Infering TFs or pathway activity and more based on meta-gene modules
Based on re-enriched result, the S4 object return from re-enrichment contains gene_modules slot and pathway_clusters slot. In gene_modules slot you can find a group of meta-genes take part in specific pathway cluster (in pathway_clusters slot).
EnrichGT supports inferring Pathway or Transcript Factors activity from re-enriched meta-gene modules. This is accomplished by two amazing database:
PROGENy is a comprehensive resource containing a curated collection of pathways and their target genes, with weights for each interaction.
CollecTRI is a comprehensive resource containing a curated collection of TFs and their transcriptional targets compiled from 12 different resources. This collection provides an increased coverage of transcription factors and a superior performance in identifying perturbed TFs compared to our previous.
ℹ You can adjust the param of egt_recluster_analysis() for better results. Please refer to the help page.

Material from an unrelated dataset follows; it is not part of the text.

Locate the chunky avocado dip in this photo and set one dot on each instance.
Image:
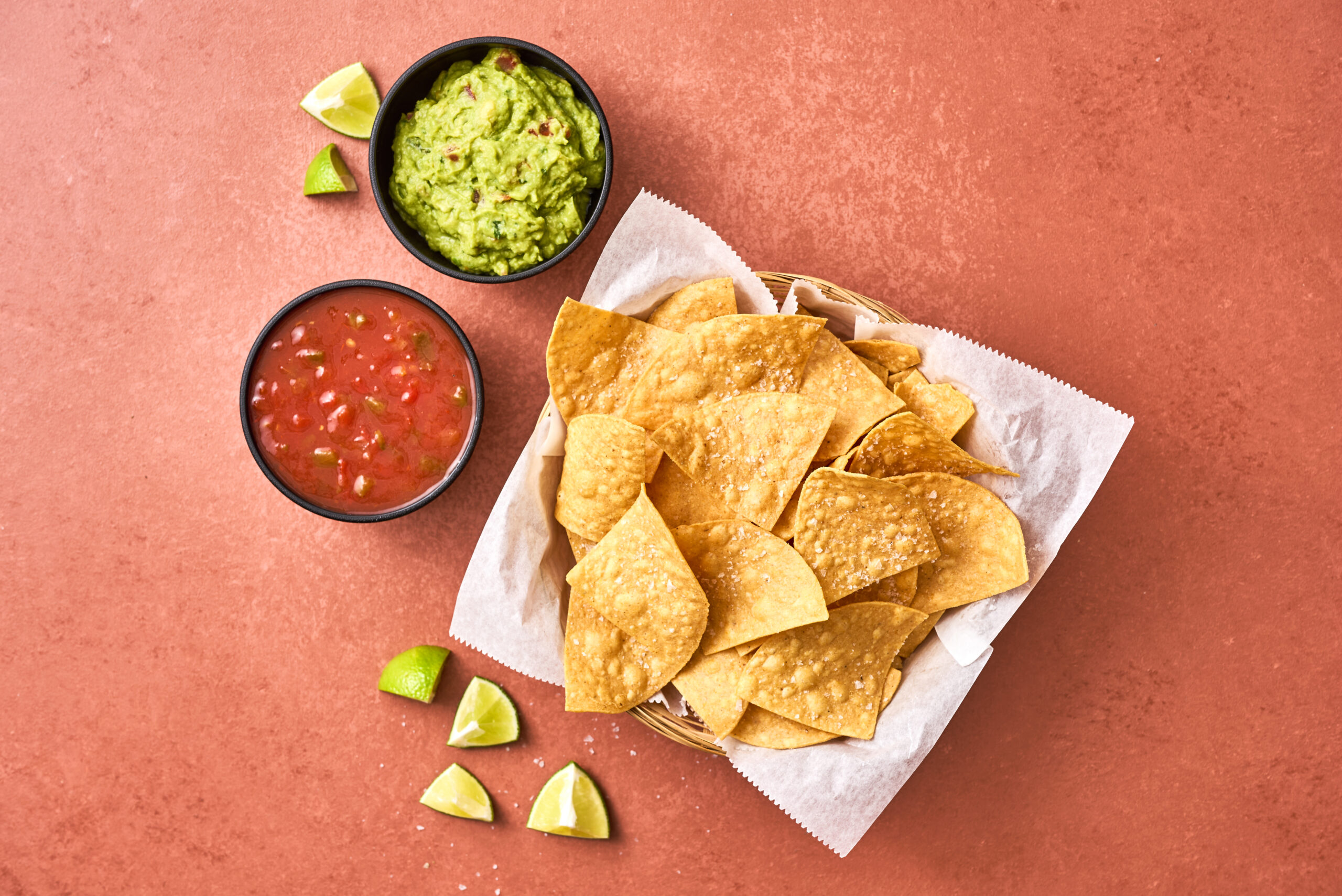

TF_Act <-egt_infer_act(re_enrich_smaller_clusterNum,DB ="collectri", species ="human")
! If when doing re-enrichment, you select a high number of clusters, that may cause low gene number in each meta-gene module, and then can't be infered sucessfully. So if result is empty, please increase the number of re-clustering when doing it.
✔ success loaded self-contained database
✔ Done ORA in 0.0171589851379395 sec.
✔ Done ORA in 0.0127809047698975 sec.
✔ Done ORA in 0.0137960910797119 sec.
✔ Done ORA in 0.0139439105987549 sec.
✔ Done ORA in 0.0138928890228271 sec.
✔ Done ORA in 0.0131402015686035 sec.
egt_plot_results(TF_Act$Cluster_3)
ℹ Use Default P-adjust cut-off 0.05. You can pass `P.adj=xxx` arugument to filter.
! You are drawing origin results, for better result you can re-cluster it by egt_recluster_analysis()
Wants to interpret the regulator of whole inputted genes?
PROGENy and CollecTRI can be used just like other database in ORA or GSEA enrichment, for example, the database_GO_BP(). See [Progeny Database] and [CollecTRI Database] page for detail.
If when doing re-enrichment with a high number of clusters, that may cause low gene number in each meta-gene module (splitting into too many clusters make gene in each cluster is not enough to enrich), and then can’t be inferred successfully. So if result is empty, please increase the number of re-clustering when doing it.